Cevat Fehmi Bey, önüne bir kağıt çekti, yazdı, “git Ziya Beyden bin lira al,” dedi. Gittim bin lirayı aldım ki dünyalar benim. Beşiktaşta, Serencebeyde yeni yapılmış, daha da her yeri tamamlanmamış bir kat tuttuk. Ben yazmaya koyuldum. Yıllar yılı düşünmüşüm, ezbere biliyorum romanı.

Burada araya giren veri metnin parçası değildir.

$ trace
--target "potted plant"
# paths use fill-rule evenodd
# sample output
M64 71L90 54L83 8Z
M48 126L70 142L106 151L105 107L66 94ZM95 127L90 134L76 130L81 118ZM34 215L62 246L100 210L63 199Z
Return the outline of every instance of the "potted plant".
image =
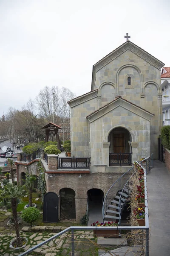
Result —
M67 155L69 157L71 156L71 145L69 143L67 143L64 145L65 151L67 152Z
M133 213L139 226L145 225L144 207L137 207L133 210Z
M139 181L141 186L144 186L144 176L141 176L140 178L139 178Z
M106 222L105 223L100 223L99 221L94 222L91 224L93 227L118 227L118 223L113 221ZM105 237L118 237L119 231L118 229L114 230L98 230L97 228L94 230L94 233L97 236L104 236Z

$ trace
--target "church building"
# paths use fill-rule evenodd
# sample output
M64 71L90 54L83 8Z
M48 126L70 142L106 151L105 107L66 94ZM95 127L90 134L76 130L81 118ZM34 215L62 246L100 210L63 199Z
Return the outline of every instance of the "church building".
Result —
M91 157L91 171L158 159L164 64L128 39L94 65L91 91L68 102L71 156Z

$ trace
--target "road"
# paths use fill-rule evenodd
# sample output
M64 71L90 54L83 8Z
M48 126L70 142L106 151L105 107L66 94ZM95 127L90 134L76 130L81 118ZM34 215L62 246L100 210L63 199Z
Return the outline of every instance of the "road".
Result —
M0 153L1 152L2 152L2 148L3 147L4 147L5 146L8 146L9 147L11 147L11 143L10 143L10 142L9 141L9 140L6 140L6 141L4 141L4 142L1 142L0 143L0 147L1 148L1 149L0 149ZM14 150L14 152L17 152L17 151L20 151L20 150L19 151L19 150L17 150L17 149ZM6 158L0 158L0 166L3 166L4 165L5 162L6 160ZM14 162L17 161L17 158L13 158Z

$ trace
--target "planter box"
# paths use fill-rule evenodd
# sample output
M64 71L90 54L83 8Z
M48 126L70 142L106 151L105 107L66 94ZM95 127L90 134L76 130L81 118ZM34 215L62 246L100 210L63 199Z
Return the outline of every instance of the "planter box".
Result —
M136 219L139 226L145 226L145 219L142 219L141 220Z
M139 182L140 186L144 186L144 182Z
M117 229L114 230L94 230L94 235L96 236L104 236L105 237L118 237L119 230Z
M138 207L143 207L144 206L144 203L139 204L139 203L138 203Z

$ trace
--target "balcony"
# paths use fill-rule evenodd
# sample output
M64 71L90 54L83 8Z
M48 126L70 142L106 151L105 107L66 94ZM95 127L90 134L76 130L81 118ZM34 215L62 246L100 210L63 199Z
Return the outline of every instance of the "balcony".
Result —
M164 119L163 120L163 125L170 125L170 119Z

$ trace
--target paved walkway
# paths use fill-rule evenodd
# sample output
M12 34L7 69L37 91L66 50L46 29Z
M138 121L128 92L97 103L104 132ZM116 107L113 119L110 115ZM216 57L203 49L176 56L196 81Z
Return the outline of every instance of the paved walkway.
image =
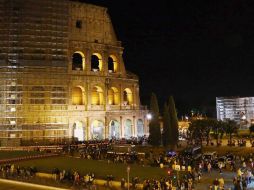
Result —
M67 190L63 188L50 187L46 185L38 185L8 179L0 179L0 190L15 189L15 190Z
M209 189L209 186L213 183L213 181L216 178L221 178L223 177L224 181L225 181L225 190L228 190L229 188L231 188L231 190L233 190L234 186L233 186L233 178L236 176L235 172L223 172L222 174L220 174L218 171L214 170L211 173L204 173L201 179L200 183L197 183L197 185L195 186L195 190L207 190ZM252 179L252 183L248 185L248 190L254 190L254 180Z

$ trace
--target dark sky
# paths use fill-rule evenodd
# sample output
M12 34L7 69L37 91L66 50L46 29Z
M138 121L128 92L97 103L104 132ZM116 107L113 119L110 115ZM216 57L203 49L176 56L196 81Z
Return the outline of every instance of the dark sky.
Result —
M254 96L252 0L83 0L108 8L140 95L173 95L179 116L215 116L216 96Z

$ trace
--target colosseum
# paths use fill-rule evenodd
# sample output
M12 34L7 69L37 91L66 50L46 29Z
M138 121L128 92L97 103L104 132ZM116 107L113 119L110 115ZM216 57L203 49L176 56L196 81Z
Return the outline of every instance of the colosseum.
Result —
M125 69L107 8L0 2L1 146L148 135L138 77Z

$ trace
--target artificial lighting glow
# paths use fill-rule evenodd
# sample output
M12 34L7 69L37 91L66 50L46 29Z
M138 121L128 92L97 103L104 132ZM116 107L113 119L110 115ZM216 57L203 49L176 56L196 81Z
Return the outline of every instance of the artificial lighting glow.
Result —
M15 112L16 111L16 108L11 108L11 112Z
M11 125L15 125L16 121L10 121Z
M147 118L148 120L151 120L151 119L152 119L152 114L148 113L148 114L146 115L146 118Z

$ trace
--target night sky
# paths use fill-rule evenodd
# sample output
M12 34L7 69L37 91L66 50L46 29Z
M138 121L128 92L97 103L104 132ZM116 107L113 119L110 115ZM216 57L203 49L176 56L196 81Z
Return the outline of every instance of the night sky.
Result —
M83 0L105 6L142 104L173 95L178 115L215 115L216 96L254 96L251 0Z

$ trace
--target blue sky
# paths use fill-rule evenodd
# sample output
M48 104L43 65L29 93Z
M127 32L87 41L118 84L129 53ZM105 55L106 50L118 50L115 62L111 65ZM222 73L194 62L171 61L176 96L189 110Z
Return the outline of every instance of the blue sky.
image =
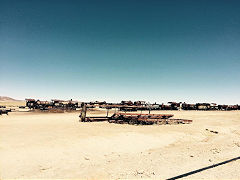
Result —
M0 0L0 95L240 103L240 1Z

1953 yılının o dehşet, görülmemiş kışı başlamasın mı? Bizde küçük bir çini sobadan başka bir şey yok. Sobada odun yakıyoruz. Aşağıdaki katın bacası bizim duvarın ortasından geçiyor. Thilda yatağın içine oturuyor, belini bacanın geçtiği duvara dayıyor, orada kitap okuyor. Ben de Erzurumdan aldığım kalın eldivenler elimde İnce Memedi yazmaya çalışıyorum. Arada sırada biraz odun bulursak evde düğün bayram..."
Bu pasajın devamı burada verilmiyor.